Somos seres que contam histórias ou, se preferirem, estórias. A própria forma de nossa linguagem assume contornos de narração (por isso o fato de escrevermos "cientificamente" deve ser aprendido e, nesse sentido bem restrito, fazer ciência é uma forma de violência auto-infligida, diria até que devemos ser "moldados" para isso). Em nossa lida cotidiana somos todos contadores de estórias ( mantenho a grafia assim para remeter à antiga diferenciação entre "estória" e "história").
Então gostaria de apresentar a vocês uma grande estória. Não subestimem o poder dos romancistas, dramaturgos etc. Eles são muito mais a voz da nossa sociedade em seu tempo do que cientistas e filósofos. É a partir da contação de estórias (sejam as que contamos a partir de nossas próprias experiências ou as que tomamos conhecimento pelos outros) que vemos nossas alegrias, tristezas, grandezas e mesquinharias, nossas glórias e desgraças, enfim tudo que nos torna humanos. Bem mais do que lendo tratados de filosofia, sociologia, psicologia, economia etc. A ciência pode nos ensinar sobre o mundo, mas é a literatura, em suas várias formas, que nos ensina a humanidade. Por isso indico esse livro aqui no núcleo de estudos do comportamento humano.

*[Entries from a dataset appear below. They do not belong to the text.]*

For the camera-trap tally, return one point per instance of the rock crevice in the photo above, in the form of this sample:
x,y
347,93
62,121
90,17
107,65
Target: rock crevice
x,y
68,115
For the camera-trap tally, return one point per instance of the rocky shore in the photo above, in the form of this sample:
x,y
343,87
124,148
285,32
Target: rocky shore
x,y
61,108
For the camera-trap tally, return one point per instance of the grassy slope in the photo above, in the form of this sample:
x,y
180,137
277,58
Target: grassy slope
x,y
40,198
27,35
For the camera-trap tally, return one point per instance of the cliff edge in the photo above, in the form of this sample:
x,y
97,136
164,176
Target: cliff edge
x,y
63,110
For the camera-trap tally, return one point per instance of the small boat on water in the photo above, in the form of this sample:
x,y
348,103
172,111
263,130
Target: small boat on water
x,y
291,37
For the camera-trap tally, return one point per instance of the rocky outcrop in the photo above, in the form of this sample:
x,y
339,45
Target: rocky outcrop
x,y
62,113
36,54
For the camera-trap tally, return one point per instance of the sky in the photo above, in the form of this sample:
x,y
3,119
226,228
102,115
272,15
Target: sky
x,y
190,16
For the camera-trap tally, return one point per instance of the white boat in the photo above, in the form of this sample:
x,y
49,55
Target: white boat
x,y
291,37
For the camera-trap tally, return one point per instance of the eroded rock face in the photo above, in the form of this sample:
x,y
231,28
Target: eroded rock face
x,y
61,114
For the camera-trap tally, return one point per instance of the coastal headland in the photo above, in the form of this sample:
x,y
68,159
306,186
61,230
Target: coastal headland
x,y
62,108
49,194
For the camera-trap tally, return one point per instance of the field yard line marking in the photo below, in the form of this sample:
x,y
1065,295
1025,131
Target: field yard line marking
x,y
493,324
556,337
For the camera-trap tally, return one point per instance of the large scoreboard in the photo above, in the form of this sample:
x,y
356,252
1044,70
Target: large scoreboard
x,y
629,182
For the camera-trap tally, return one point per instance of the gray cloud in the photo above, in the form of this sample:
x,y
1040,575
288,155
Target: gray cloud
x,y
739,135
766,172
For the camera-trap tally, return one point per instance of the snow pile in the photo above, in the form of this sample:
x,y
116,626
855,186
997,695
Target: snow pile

A estória que apresento é a de Oskar Schell contada por Jonathan Safran Foer ( um jovem escritor norte-americano, aclamado pela crítica como um dos mais importantes escritores americanos da atualidade e que mereceu todas as formas de incensos e holofotes, além de uma variedade grandiloquente de elogios, desde a publicação de seu primeiro romance, “Everything is Iluminated” de 2002), em seu livro "Extremamente Alto & Incrivelmente Perto".
Um livro sobre Memória, coleção, barbárie e busca, como diz Carlos Augusto Lima em seu texto sobre o livro no Diário do Nordeste quando do lançamento da edição em português.
"Oskar Schell (como diz seu cartão pessoal) é inventor, desenhista de jóias, fabricante de jóias, entomologista amador, francófilo, vegan, origamista, pacifista, percussionista, astrônomo amador, consultor de informática, arqueólogo amador. Detalhe: Oskar Schell tem 9 anos de idade."
Fica aqui a dica de leitura e, espero, deleite.